Mortgages by Adrian Kania
CREATIVE FINANCING SOLUTIONS FOR HOMEOWNERSHIP AND INVESTORS
mortgage solutions
Equity Takeout
Equity in real estate is one of the most powerful wealth generating tools in the current economy because equity provides financial leverage. Equity is determined by the difference in the appraised market value of a given property and the amount of debt (mortgage) secured to the property. Lenders can provide a loan in the amount of some or all of the equity and typically with an interest rate that is less than an unsecured personal line of credit. These types of loans are often referred to as a home-equity line of credit (HELOC) or secured line of credit. A HELOC typically operates like a credit card that has an open term (no maturity date) and interest is paid on the utilized credit, which can be paid off at any pace as long as the monthly minimum interest payments are made.
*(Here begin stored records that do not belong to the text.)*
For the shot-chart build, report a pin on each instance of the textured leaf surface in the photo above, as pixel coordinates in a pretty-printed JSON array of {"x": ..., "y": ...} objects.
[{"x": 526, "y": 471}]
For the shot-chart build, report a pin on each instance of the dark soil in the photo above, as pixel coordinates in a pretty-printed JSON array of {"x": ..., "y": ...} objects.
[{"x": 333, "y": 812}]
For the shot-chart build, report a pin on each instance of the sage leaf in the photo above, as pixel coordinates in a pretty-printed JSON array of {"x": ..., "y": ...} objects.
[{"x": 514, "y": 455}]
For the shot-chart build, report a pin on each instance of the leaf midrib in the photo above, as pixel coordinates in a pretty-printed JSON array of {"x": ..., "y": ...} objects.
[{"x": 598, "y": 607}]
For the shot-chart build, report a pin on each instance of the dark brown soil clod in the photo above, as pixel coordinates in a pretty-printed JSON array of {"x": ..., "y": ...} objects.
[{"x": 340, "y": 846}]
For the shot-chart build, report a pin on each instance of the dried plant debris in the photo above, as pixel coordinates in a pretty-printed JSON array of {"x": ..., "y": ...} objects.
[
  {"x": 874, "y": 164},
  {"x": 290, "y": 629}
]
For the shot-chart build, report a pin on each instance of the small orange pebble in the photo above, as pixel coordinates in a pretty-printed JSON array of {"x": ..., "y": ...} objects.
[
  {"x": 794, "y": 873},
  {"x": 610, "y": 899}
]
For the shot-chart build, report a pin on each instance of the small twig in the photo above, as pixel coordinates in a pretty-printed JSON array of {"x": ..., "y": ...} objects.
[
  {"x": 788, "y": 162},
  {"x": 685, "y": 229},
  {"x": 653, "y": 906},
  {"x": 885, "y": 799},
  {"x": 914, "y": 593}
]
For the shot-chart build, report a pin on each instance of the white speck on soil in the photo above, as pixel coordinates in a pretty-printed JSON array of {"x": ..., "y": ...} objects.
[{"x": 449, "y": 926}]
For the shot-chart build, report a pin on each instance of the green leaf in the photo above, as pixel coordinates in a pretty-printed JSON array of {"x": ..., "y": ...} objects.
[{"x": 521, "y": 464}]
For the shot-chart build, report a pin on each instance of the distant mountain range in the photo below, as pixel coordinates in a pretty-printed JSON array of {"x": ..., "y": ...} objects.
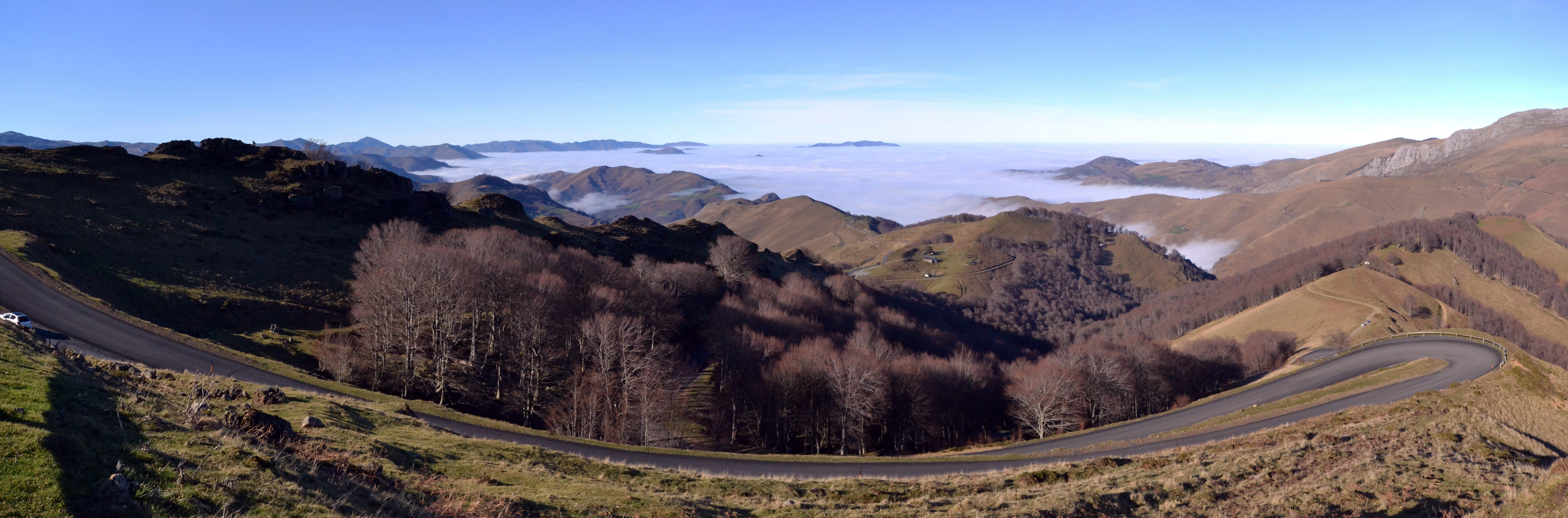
[
  {"x": 860, "y": 144},
  {"x": 371, "y": 147},
  {"x": 546, "y": 145},
  {"x": 534, "y": 200},
  {"x": 13, "y": 139}
]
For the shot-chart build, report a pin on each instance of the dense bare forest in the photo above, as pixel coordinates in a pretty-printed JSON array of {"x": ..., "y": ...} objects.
[
  {"x": 556, "y": 338},
  {"x": 1054, "y": 288}
]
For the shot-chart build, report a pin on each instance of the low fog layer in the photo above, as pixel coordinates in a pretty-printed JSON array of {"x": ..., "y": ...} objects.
[{"x": 907, "y": 184}]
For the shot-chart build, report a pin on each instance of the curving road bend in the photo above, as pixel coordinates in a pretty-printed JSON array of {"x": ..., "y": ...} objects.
[
  {"x": 92, "y": 332},
  {"x": 99, "y": 335}
]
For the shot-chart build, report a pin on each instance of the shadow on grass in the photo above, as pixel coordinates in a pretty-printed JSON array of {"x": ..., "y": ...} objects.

A HELOC can be used for many purposes, such as; Construction Loans or Debt Consolidation.
Construction loan
A renovation is a smart investment, especially when using equity to create more equity! It also provides the homeowner with revolving credit to draw only the funds that are required for projects, whenever necessary. Some lenders specialize in construction loans and depending on the project and location, they could offer better terms.
debt consolidation
In most cases a HELOC (home-equity line of credit) will have a lower interest rate than other forms of debt, especially credit cards. This allows homeowners to leverage equity to pay off high-interest debt by using lower-interest debt, and some lenders even offer special programs.